The whole point of ATC is that everyone in the area is able to figure out what is going on by listening in.

What/how is making listening in on that illegal ok?


ACARS isn't ATC traffic. It's semi-private communications with airline company dispatch. Text-based ATC communications is done over a different system called CPDLC (FANS-1/A).

That said, this is no different than listening to any other unencrypted, non-cellular radio traffic.
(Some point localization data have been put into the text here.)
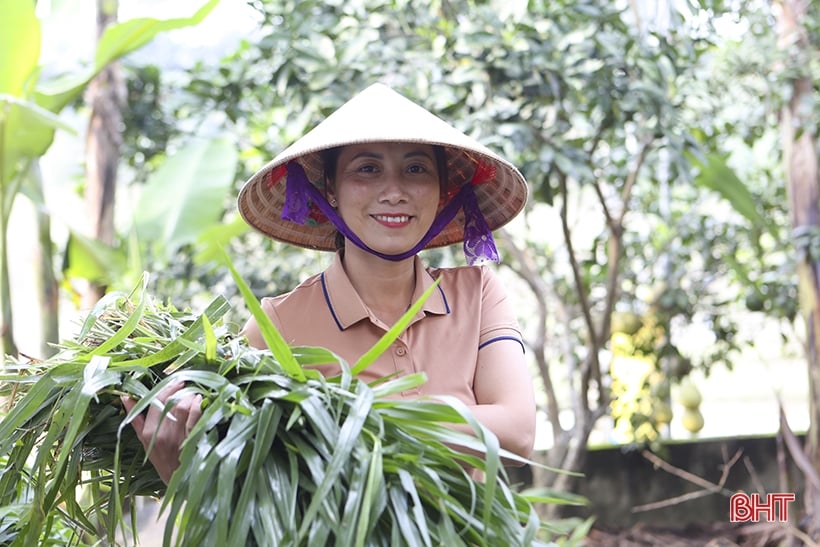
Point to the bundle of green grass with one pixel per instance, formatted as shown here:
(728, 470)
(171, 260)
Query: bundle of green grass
(281, 455)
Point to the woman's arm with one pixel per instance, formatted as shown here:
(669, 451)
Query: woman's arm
(504, 396)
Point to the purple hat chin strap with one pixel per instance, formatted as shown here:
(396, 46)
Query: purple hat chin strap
(479, 245)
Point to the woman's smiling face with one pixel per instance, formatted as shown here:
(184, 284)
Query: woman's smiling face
(387, 193)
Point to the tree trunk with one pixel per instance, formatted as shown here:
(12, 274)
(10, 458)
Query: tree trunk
(800, 165)
(106, 96)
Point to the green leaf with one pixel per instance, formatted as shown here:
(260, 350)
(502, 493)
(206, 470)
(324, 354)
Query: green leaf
(186, 195)
(216, 237)
(390, 336)
(117, 41)
(270, 335)
(19, 45)
(716, 175)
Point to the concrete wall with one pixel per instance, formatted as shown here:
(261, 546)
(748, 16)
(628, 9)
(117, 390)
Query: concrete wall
(618, 479)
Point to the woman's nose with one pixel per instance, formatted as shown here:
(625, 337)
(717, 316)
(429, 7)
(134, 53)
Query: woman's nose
(394, 190)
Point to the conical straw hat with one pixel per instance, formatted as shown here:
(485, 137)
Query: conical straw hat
(378, 114)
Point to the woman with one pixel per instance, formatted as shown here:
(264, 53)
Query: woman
(379, 180)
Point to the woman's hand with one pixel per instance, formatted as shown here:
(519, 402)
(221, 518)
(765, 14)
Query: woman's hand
(170, 433)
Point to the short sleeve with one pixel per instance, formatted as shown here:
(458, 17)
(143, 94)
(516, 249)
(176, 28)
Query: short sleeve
(498, 318)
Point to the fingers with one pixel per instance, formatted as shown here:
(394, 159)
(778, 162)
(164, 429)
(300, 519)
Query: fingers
(138, 423)
(194, 413)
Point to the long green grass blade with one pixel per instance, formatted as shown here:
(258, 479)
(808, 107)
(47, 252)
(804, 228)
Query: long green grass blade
(272, 337)
(390, 336)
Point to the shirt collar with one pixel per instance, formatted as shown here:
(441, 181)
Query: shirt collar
(347, 307)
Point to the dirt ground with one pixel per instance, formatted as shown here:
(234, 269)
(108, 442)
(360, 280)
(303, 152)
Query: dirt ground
(711, 535)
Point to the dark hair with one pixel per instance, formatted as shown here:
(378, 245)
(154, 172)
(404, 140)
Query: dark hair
(330, 160)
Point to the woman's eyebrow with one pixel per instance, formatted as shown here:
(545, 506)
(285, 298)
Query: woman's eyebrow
(379, 156)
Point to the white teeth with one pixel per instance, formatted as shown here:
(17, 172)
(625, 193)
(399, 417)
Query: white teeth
(392, 219)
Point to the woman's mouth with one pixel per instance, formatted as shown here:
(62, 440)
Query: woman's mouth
(392, 220)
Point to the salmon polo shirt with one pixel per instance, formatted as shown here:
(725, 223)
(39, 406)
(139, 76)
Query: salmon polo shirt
(469, 310)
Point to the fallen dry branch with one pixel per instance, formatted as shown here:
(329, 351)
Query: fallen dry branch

Totally legal everywhere (except a few rare exceptions, like the UK).

And as I mentioned in my other comment, in the US the ECPA specifically says you can listen to aeronautical radio traffic.


> Totally legal everywhere (except a few rare exceptions, like the UK).

And (after a cursory search) Spain, Portugal, Germany, Austria, maybe France... In other words, legal in some places, illegal in others.

> Text-based ATC communications is done over a different system called CPDLC (FANS-1/A)

ACARS is both an application and a (legacy) lower layer suite of protocols supporting it, but modern ACARS versions and CPDLC can use the same underlying digital channel, as far as I understand (i.e. VDL Mode 2).

As a result, many of these tracking sites can capture both, as well as presumably "legacy/analog" ACARS.


Not sure about the details, but I suspect it's more a consequence of laws on telecommunication privacy from analog days being very generic than a specific intention to make ATC listening illegal. Opt-out vs. opt-in by frequency and/or purpose, essentially.

That said, it's supposedly still being very much enforced against e.g. planespotters at airshows in some places – no idea what the point of that is.


Baffling to get downvoted for a suspicion about the origins of the status quo, as if that were an endorsement of it.